During this winter break, I’ve had a slight lull in library work and time to reflect on my first semester of library school, aside from reading for pleasure and beginning Black Mirror on Netflix (anybody?). Overall, I’m ready to dive in to the new semester, but one tidbit from fall semester keeps floating in my thoughts, and I’m curious what LITA Blog readers have to say.
Throughout my undergraduate education at the University of Nebraska-Lincoln, I was mainly exposed to two different sets of digital humanities practices: encoding and digital archive practices, and text analysis for literature. With my decision to attend library school, I assumed I would focus on the former for the next two to three years.
Last semester, in my User Services and Tools course, we had a guest speaker from User Needs Assessment in the Indiana University Libraries. As the title suggests, he spoke about developing physical user spaces in the libraries and facilitating assessments of current spaces.

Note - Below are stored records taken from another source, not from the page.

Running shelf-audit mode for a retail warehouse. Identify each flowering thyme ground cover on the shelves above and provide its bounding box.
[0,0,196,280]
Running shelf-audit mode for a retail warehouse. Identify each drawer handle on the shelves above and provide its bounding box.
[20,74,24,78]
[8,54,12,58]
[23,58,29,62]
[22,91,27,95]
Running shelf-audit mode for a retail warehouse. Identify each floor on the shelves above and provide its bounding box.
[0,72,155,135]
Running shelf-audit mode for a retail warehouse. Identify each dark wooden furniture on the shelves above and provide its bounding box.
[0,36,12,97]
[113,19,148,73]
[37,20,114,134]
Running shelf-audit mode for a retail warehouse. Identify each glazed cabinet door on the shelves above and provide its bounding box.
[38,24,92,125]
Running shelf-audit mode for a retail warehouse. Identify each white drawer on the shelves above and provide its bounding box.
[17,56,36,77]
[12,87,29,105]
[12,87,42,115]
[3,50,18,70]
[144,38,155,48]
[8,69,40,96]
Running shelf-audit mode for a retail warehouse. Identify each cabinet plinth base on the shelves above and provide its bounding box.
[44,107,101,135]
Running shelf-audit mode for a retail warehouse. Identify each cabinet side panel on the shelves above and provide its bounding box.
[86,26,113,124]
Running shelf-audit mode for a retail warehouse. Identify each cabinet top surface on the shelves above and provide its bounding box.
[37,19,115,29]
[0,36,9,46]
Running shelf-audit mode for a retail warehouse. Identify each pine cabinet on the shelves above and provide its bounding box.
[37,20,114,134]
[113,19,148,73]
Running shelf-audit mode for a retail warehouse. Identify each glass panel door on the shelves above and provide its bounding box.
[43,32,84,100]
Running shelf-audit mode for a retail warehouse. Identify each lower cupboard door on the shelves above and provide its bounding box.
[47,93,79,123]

For one portion of his assessments, he used text analysis, more specifically topic modeling with MALLET, a Java-based, natural language processing toolkit, to gain a better understanding of written survey results. This post by Shawn Graham, Scott Weingart, and Ian Milligan explains topic modeling, when/how/why to use it, and various tools to make it happen, focusing on MALLET.
If you didn’t follow the links, topic modeling works by aggregating many texts a user feeds into the algorithm and returns sets of related words from the texts. The user then attempts to understand the theme presented by each set of words and give reason to why it appears. Many times, this practice can reveal themes the user may not have noticed through traditional reading across multiple texts.
From a digital humanities perspective, we love it when computers show us things we missed or help make a task more efficient. Thus, using topic modeling seems an intuitive step for analyzing survey results, as the guest speaker presented. Yet, was also unexpected considering his more traditional position.
I’m curious where you have used some sort of technology, coding, or digital tool to solve a problem or expedite a process in a more traditional library position. Librarians working with digital objects use these technologies and practices daily, but as digital processes, such as topic modeling and text analysis, become more widely used, I’m interested to see where else they crop up and for which reasons.
Feel free to respond with an example of when you unexpectedly used text analysis or another tech tool in your library to complete a task that didn’t necessarily involve digital objects! How did you discover the tool? How did you learn it? Would you use it again?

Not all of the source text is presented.